In every type of change we make, we must first reflect on the where we truly are. We have to really know where we are in order to find out where to go from there. One of the worst ways to start a transformation or positive change is to lie to the person in the mirror.
In my experience, something very common among men that have fallen out of fitness is having a hard time admitting how far they really are from their best shape. It IS very easy to say, “I was one of the strongest guys in my high school, I just need to get back in the gym a few weeks and I’ll be better”. It’s NOT very easy to say, “I was one of the strongest guys in high school and now I might be one of the weaker guys at the local gym”. But, making a change isn’t easy. So we need to pick the uphill road that would give us the better view once we reach it.

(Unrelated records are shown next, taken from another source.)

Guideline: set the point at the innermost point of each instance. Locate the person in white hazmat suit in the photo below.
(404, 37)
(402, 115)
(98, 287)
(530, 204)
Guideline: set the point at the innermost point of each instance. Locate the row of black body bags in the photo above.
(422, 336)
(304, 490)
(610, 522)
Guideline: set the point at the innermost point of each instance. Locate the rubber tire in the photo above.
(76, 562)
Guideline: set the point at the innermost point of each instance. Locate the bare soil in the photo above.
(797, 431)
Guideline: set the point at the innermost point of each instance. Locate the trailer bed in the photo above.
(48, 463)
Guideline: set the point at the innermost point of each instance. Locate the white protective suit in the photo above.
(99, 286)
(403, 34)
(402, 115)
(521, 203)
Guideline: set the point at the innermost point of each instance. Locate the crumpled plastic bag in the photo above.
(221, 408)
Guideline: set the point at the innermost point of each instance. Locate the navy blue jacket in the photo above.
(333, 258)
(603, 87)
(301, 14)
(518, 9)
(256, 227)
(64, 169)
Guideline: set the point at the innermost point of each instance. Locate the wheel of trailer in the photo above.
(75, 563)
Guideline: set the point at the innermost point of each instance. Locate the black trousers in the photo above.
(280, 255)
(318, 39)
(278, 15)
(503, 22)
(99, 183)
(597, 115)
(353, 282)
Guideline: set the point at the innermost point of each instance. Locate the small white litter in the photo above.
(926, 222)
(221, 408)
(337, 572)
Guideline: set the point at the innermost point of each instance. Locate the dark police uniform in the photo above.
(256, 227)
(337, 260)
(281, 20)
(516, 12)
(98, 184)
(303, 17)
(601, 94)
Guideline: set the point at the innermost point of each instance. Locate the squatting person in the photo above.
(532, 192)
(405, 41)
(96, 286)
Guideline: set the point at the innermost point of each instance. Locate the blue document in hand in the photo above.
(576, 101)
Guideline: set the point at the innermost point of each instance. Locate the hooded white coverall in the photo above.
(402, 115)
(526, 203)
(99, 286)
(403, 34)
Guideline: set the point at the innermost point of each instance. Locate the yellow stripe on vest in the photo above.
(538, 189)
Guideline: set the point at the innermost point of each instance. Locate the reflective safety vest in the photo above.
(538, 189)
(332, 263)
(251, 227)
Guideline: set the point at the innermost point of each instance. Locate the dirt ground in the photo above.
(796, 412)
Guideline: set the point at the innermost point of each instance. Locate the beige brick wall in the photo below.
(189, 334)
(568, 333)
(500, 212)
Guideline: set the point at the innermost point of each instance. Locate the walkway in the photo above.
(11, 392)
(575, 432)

Now, I’m sure that a lot of former athletes really aren’t that far out of shape. But being in that position puts you at an even tougher spot. Because you feel like you aren’t really that out of shape, you may lack the urgency necessary to get back to being athletic. You may be able to talk yourself into eating a little worse or doing a little less each day because you don’t think you are out of shape.

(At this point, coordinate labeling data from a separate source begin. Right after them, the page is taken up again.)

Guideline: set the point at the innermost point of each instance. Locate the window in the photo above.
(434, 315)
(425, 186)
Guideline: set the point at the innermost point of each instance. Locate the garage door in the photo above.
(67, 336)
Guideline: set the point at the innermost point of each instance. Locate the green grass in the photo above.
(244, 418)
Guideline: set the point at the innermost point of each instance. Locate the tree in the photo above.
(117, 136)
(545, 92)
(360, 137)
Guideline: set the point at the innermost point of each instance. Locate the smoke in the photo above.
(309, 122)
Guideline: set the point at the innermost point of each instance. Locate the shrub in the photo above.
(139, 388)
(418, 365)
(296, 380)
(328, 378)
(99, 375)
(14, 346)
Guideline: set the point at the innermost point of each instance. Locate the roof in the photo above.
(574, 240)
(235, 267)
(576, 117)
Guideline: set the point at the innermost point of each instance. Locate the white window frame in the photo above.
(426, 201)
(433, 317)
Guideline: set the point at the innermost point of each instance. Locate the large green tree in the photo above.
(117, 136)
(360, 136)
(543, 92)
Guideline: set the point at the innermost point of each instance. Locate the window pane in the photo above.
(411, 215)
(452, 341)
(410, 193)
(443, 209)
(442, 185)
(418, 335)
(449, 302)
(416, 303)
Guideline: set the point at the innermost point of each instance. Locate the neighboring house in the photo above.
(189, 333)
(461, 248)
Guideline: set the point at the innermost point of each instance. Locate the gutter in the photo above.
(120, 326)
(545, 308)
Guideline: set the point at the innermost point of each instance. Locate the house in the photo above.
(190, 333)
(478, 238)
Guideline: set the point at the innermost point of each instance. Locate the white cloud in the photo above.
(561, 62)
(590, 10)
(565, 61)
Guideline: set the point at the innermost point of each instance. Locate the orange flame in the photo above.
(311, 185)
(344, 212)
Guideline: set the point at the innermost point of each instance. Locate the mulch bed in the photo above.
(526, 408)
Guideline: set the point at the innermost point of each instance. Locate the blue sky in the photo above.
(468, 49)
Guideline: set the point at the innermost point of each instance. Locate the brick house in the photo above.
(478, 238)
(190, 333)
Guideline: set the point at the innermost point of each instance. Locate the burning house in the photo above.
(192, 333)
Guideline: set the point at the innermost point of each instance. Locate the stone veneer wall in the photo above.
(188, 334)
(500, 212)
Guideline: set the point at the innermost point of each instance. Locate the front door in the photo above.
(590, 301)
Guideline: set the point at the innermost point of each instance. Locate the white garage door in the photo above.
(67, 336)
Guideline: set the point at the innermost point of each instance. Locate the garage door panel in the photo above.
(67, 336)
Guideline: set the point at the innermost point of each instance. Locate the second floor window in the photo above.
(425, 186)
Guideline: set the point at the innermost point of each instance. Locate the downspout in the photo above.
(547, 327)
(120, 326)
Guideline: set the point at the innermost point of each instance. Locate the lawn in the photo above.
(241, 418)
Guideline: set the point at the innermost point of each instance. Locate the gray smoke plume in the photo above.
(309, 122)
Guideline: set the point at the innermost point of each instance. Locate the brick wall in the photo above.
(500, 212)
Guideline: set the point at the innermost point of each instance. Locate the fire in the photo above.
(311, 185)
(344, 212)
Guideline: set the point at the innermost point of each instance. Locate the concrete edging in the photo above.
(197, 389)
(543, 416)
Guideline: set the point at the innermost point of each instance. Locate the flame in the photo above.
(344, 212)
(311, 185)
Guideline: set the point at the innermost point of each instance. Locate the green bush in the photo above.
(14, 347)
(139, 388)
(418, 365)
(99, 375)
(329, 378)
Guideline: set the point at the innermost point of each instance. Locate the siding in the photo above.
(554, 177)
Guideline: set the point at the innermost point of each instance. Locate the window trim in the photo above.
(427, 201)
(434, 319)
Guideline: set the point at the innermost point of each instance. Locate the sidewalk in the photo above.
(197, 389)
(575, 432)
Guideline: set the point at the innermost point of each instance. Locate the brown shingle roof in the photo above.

But let’s think about what that mindset does?
Say you get a job that makes you wake up an hour earlier than your previous job did. Your few first days would be rough, showing a constant grumpy expression before noon and desperately wanting a nap in the afternoon. But, over time, the waking up part becomes routine. However, if you only have to wake up early twice per month those two days would feel much like that first day of work. Because you haven’t built a routine your body would not make the proper adjustments needed. I use this analogy to point out that if you keep yourself in limbo between really out of shape and great shape you’re going to keep feeling that unwillingness to drive to the gym or start your workout because it hasn’t been made a routine yet.

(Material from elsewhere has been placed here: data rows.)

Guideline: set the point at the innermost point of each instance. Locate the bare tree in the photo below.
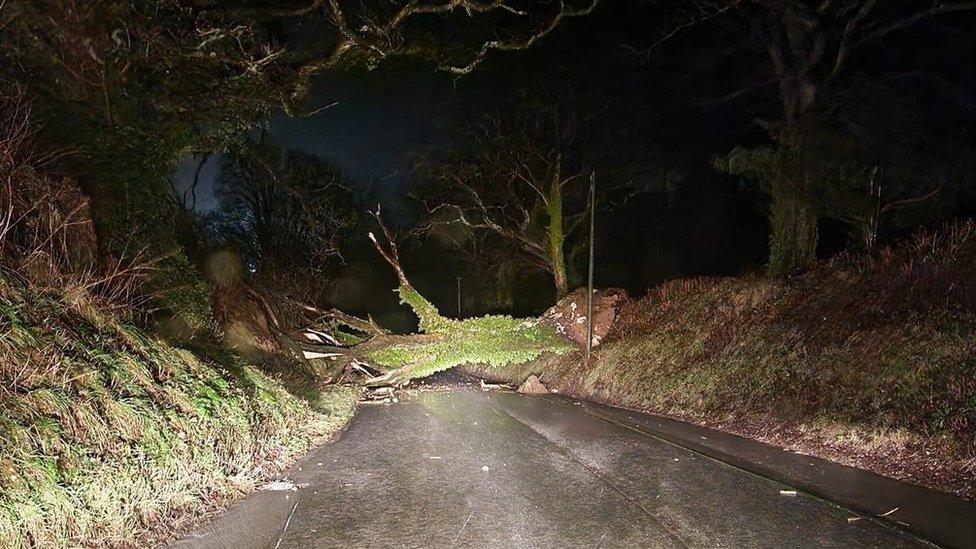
(809, 44)
(522, 176)
(284, 213)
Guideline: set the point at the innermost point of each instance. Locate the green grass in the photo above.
(494, 340)
(879, 346)
(108, 435)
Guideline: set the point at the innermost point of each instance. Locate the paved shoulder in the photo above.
(472, 469)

The importance of building a routine
A very important part to point out is the amount of work it takes to actually maintain a level of athleticism. Research has shown that missing up to two weeks of workouts in a row can bring even trained individuals to back to the level they were at before starting a training program. A lot of professional athletes I work with don’t even know this information and tend to take more than two weeks off before they start training again in the off-season. What this means is that if I start a training program for one month and then take off two weeks straight, I will be shifting my strength levels back down closer to where they were when I first started the training program. This is like running up a hill halfway and then sliding down again only to try to climb the hill again later. I want you climb the hill once and enjoy the view at the top!
So here are a few actionable plans to make sure you check yourself throughout the process:
- Start by really reflecting on where you are to establish a starting point
- Then, using this starting point make an accurate, realistic goal of where you want to go and what you want to do at the end of 2018
- Build a routine by following workouts everyday, like the ones you can find posted on Instagram daily @AthleticAgain.
- Stick with a routine and climb the hill once, avoiding the halfway up halfway down pattern.